Carlos Rodríguez Nichols
Los gobernantes de las potencias mundiales han rozados los más abruptos y desvergonzados grados de hipocresía, acusándose los unos a los otros de cometer las mismas transgresiones. En otras palabras, una burda escenificación del diablo repartidor de escapularios. Ejemplo de esto es Arabia Saudí, conocida públicamente como bastión y patrocinador del wahabismo, una organización fundamentalista de alcance regional con respaldo logístico y financiero a grupos terroristas. Sin ir más lejos, el reciente ataque al corazón simbólico de Irán fue perpetuado por seis yihadistas afiliados al wahabismo y a las filas del Estado Islámico en Siria e Irak.
Paradójicamente, a raíz del incondicional apoyo de Washington a Arabia Saudí, el potentado árabe se proclamó abanderado en la lucha contra movimientos al margen de la ley. El monarca saudí, recubierto con un manto de falsedades y un descarado doble discurso, responsabiliza a Qatar de promover el terrorismo en la península arábiga: señalamientos similares a los que han recaído sobre Riad en las últimas décadas. Al punto, de involucrar al reino saudí en los atentados del World Trade Center y en el once de septiembre neoyorkino.

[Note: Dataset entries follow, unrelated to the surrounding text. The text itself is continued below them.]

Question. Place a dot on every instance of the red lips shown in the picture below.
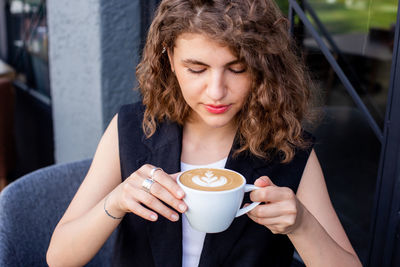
(217, 109)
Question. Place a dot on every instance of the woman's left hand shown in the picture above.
(281, 211)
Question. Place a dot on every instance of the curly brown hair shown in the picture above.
(257, 33)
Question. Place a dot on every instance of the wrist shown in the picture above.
(111, 210)
(302, 220)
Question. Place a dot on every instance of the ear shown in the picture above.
(170, 58)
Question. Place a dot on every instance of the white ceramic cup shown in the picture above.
(214, 211)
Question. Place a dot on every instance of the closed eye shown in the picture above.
(196, 71)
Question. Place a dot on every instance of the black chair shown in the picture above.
(31, 207)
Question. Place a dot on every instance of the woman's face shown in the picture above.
(214, 83)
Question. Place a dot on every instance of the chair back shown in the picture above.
(30, 209)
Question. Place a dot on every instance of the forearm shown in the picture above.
(316, 247)
(76, 242)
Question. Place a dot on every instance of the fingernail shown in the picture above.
(180, 193)
(182, 207)
(174, 217)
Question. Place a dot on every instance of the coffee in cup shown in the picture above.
(211, 179)
(214, 197)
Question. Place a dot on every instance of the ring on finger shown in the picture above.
(147, 183)
(152, 172)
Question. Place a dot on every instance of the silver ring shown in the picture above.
(147, 183)
(153, 171)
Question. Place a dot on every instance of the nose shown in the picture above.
(216, 87)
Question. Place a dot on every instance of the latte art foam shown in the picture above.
(211, 179)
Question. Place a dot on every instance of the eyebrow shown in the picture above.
(196, 62)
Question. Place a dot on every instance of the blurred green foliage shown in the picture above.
(344, 16)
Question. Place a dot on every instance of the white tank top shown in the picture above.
(193, 240)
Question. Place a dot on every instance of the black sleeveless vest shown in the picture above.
(244, 243)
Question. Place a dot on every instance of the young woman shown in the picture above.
(221, 87)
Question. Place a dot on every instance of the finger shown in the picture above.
(263, 181)
(162, 193)
(272, 194)
(155, 204)
(269, 210)
(166, 181)
(141, 211)
(281, 224)
(158, 191)
(175, 175)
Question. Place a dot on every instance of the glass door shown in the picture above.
(349, 46)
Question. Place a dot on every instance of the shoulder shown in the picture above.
(131, 111)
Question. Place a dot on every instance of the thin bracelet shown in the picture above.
(109, 215)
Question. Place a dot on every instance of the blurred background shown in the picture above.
(67, 66)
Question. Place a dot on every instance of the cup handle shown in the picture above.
(248, 188)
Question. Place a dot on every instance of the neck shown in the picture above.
(204, 145)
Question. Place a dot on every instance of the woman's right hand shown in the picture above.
(130, 196)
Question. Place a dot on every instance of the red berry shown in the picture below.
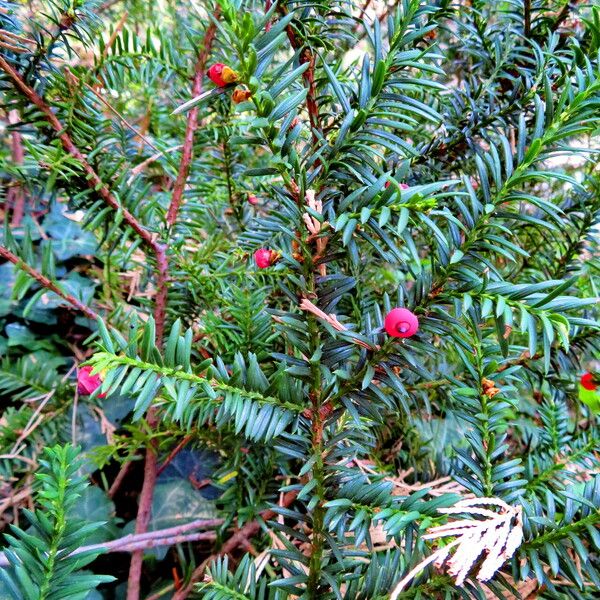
(215, 74)
(401, 322)
(587, 381)
(221, 74)
(263, 258)
(87, 383)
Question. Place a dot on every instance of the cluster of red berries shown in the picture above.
(222, 76)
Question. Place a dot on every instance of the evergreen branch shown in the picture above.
(564, 531)
(108, 360)
(187, 154)
(239, 538)
(47, 283)
(306, 56)
(96, 184)
(160, 537)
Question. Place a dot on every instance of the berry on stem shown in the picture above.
(241, 95)
(222, 75)
(587, 381)
(264, 258)
(401, 322)
(87, 383)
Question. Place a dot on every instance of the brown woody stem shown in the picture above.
(47, 283)
(191, 126)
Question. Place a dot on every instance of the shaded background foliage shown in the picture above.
(298, 432)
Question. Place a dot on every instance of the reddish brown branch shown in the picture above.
(47, 283)
(239, 538)
(141, 522)
(191, 126)
(306, 56)
(16, 194)
(94, 181)
(96, 184)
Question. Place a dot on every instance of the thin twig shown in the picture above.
(96, 184)
(237, 539)
(152, 539)
(142, 520)
(47, 283)
(122, 118)
(563, 14)
(191, 126)
(306, 56)
(16, 194)
(115, 33)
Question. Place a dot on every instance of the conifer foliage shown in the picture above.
(313, 286)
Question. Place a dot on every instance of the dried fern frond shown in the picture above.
(496, 534)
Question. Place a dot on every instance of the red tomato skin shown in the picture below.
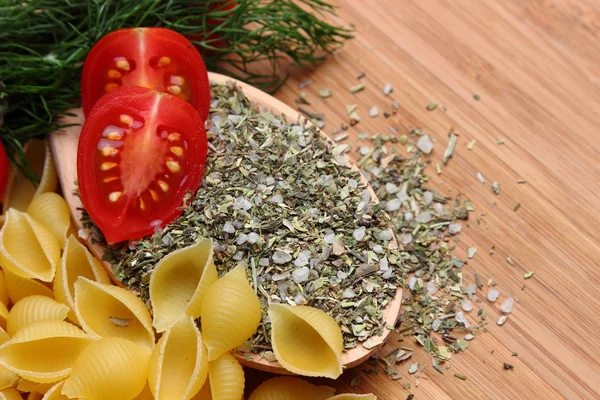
(142, 48)
(121, 224)
(3, 170)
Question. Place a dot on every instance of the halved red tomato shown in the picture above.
(3, 170)
(155, 58)
(140, 152)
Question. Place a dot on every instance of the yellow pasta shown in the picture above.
(107, 310)
(10, 394)
(44, 351)
(27, 248)
(7, 377)
(204, 393)
(25, 385)
(52, 211)
(229, 303)
(34, 308)
(179, 363)
(179, 283)
(288, 388)
(110, 368)
(54, 393)
(18, 287)
(306, 340)
(226, 378)
(76, 261)
(19, 190)
(3, 289)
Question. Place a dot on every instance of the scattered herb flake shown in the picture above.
(357, 88)
(450, 149)
(528, 275)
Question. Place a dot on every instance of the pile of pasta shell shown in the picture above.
(67, 332)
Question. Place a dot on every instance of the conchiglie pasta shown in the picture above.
(107, 310)
(226, 378)
(25, 385)
(179, 283)
(230, 302)
(19, 190)
(76, 261)
(10, 394)
(54, 393)
(179, 363)
(288, 388)
(44, 351)
(306, 340)
(18, 287)
(205, 393)
(52, 211)
(27, 248)
(32, 309)
(7, 377)
(110, 368)
(3, 289)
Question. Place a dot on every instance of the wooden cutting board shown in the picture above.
(536, 68)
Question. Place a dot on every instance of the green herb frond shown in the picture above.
(43, 44)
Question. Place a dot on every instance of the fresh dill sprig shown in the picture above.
(43, 44)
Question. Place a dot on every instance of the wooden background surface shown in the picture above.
(536, 66)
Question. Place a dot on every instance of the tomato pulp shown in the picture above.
(154, 58)
(3, 170)
(139, 153)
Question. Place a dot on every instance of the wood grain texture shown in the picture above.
(536, 66)
(63, 144)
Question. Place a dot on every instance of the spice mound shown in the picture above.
(280, 199)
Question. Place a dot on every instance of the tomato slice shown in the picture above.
(3, 170)
(139, 153)
(154, 58)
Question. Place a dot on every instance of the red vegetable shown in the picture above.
(140, 152)
(155, 58)
(3, 170)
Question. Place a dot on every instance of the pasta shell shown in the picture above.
(179, 362)
(27, 248)
(52, 211)
(288, 388)
(179, 283)
(34, 308)
(230, 302)
(146, 394)
(44, 351)
(7, 377)
(10, 394)
(306, 340)
(19, 190)
(107, 310)
(35, 396)
(111, 368)
(76, 261)
(54, 393)
(3, 316)
(18, 287)
(25, 385)
(204, 393)
(226, 378)
(3, 289)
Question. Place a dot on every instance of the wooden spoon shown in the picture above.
(64, 149)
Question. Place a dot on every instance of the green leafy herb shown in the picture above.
(44, 42)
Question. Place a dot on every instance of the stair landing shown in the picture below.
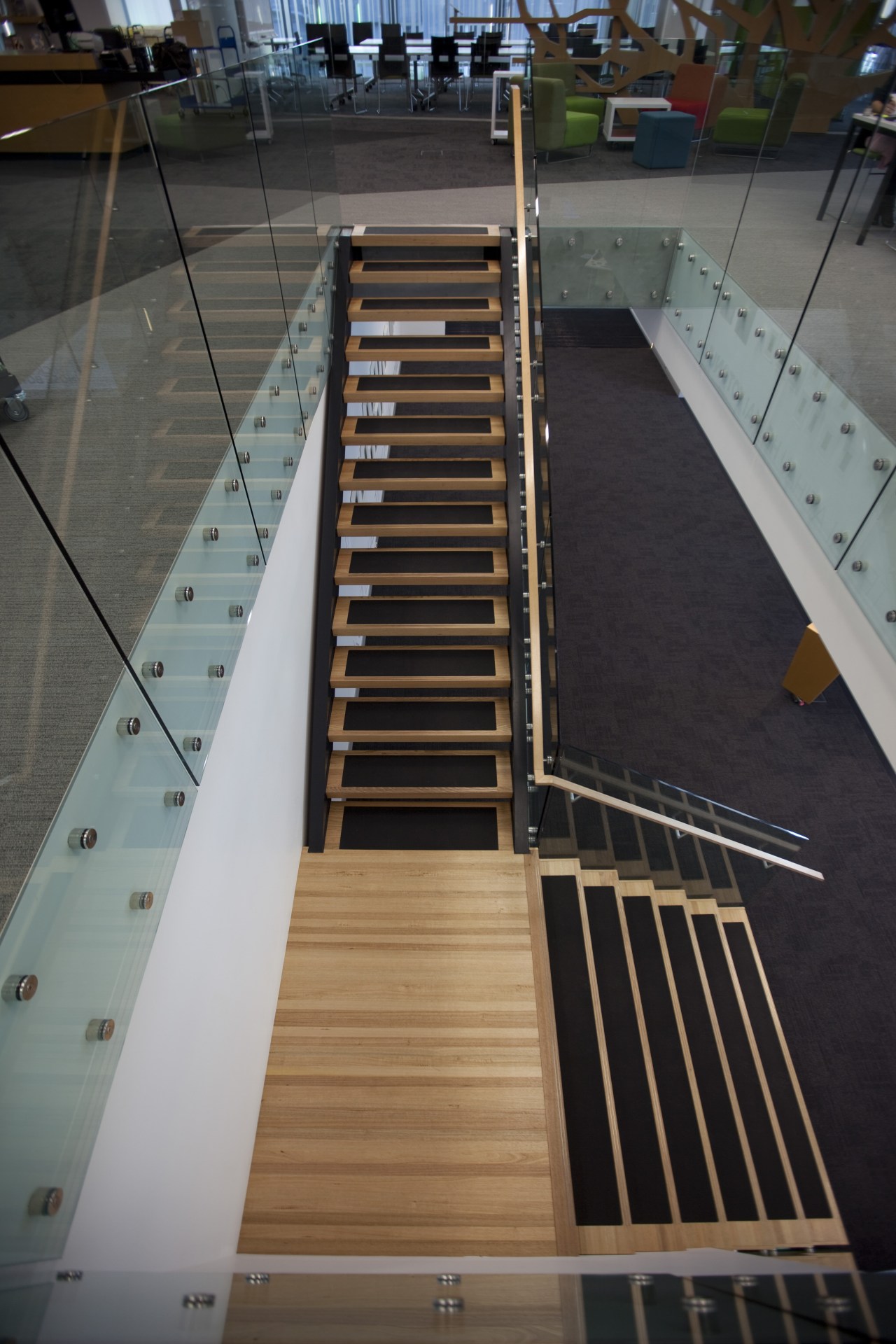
(403, 1109)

Sin duda, ambas monarquías apoyan silenciosamente a organizaciones terroristas. La diferencia reside en que Qatar respalda al movimiento Hermandad Musulmana, el acérrimo enemigo y principal rival religioso del gobierno de Riad, y a los grupos chiitas estrechamente ligados a Teherán, identificados por Washington como la mayor amenaza regional. Pero, obviamente, esta medida tiene alcances más profundos que el supuesto apoyo qatarí a organizaciones extremistas en el Golfo! Un complejo ajedrez con un trasfondo geopolítico que pone en jaque el poder saudí y a las relaciones entre estas soberanías petroleras históricamente marcadas por profundas rivalidades.

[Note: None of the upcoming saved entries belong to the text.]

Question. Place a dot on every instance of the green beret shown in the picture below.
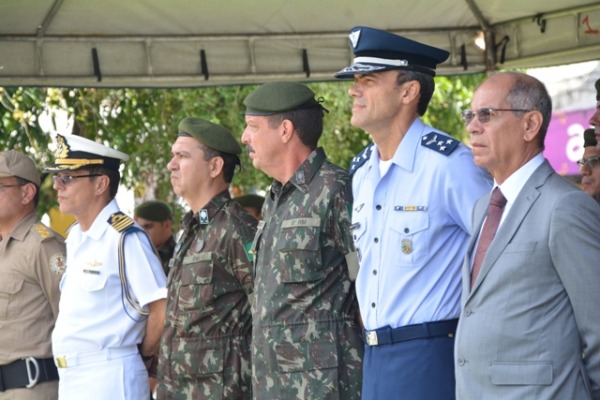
(589, 138)
(211, 135)
(250, 200)
(277, 97)
(153, 210)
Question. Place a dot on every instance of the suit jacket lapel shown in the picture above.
(523, 203)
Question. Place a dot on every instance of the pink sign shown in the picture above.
(564, 140)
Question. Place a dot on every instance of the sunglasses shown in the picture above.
(591, 162)
(485, 113)
(17, 185)
(65, 180)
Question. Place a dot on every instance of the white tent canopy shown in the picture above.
(179, 43)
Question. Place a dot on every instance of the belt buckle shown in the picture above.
(33, 371)
(61, 361)
(372, 338)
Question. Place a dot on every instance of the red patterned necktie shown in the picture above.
(495, 209)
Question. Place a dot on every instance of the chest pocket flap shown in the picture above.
(299, 250)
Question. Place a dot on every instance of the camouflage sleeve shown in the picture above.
(241, 257)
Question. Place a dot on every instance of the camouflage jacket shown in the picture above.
(205, 347)
(165, 253)
(306, 337)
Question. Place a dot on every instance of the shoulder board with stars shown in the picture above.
(44, 232)
(441, 143)
(360, 159)
(121, 222)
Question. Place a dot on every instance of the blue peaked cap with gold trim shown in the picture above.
(376, 50)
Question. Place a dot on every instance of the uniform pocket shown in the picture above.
(202, 363)
(308, 370)
(409, 236)
(299, 252)
(92, 280)
(196, 291)
(8, 288)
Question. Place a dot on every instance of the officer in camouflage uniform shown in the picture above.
(306, 335)
(205, 348)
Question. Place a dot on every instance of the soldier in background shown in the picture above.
(589, 165)
(595, 119)
(32, 261)
(252, 203)
(156, 217)
(205, 348)
(306, 335)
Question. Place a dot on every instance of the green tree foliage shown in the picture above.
(143, 123)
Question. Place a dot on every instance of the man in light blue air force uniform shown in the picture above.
(414, 191)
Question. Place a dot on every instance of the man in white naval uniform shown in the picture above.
(112, 305)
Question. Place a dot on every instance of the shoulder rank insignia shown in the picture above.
(120, 221)
(57, 263)
(42, 231)
(441, 143)
(360, 159)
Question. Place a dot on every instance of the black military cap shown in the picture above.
(277, 97)
(211, 135)
(376, 50)
(589, 138)
(154, 210)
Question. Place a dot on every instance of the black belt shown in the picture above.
(387, 335)
(27, 372)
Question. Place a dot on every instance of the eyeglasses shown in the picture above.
(590, 162)
(485, 113)
(66, 180)
(4, 186)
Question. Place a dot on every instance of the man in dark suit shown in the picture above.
(530, 304)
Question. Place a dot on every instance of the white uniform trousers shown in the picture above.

Qatar posee el tercer recinto de gas natural más ricos del planeta, el mayor índice de desarrollo económico y humano del mundo árabe, y un medio de comunicación de alcance global, el canal de televisión Al Jazeera, conocido por su línea editorial abiertamente demarcada del pensamiento saudí. Estas variables políticas y económicas convierten a la monarquía qatarí en una amenaza para la expansión de Riad en la península arábiga. De ahí, el interés del reinado saudí de sacar al gobierno de Doha de la arena política regional. No hay duda de que Qatar es un obstáculo para las proyecciones hegemónicas de Riad. Por lo tanto, deshacerse de Qatar significa fortalecer las ambiciones imperialistas saudíes en la zona; especialmente, en un escenario en que Irak, Siria y Egipto enfrentan serios desequilibrios políticos y sociales.
No obstante, la actual tensión política en el Golfo puede desembocar en un escenario con serias consecuencias para la monarquía qatarí y la zona en términos generales. Frente a este panorama, hay dos opciones visibles a corto plazo. Por un lado, el consentimiento de Qatar a las exigencias del reino saudí respecto a un cambio de su política exterior. Un hecho poco probable porque debilitaría geopolíticamente a Doha en la región, convirtiéndola en una especie de subordinada al servicio del magnificado poder de Riad. Una posición de inferioridad política que se traduciría en una eventual pérdida de poder entre los potentados árabes.
Por otro lado, el repliegue nacionalista de Qatar en defensa de su soberanía agudizaría aún más el conflicto en el Golfo, incrementando, la posibilidad de una contienda militar entre Irán con el respaldo de sus respetivos aliados, y Arabia Saudí con el apoyo de Estados Unidos y las naciones afines al reino saudí: un conflicto a gran escala que involucraría a múltiples actores. Sin más, un nido venenoso donde los hombres se transforman en vil reptiles para satisfacer sus más bajos instintos de poder y codicia. Serpientes que se comen las unas a las otras con el afán de demostrar cuál de todas es más víbora y rastrera.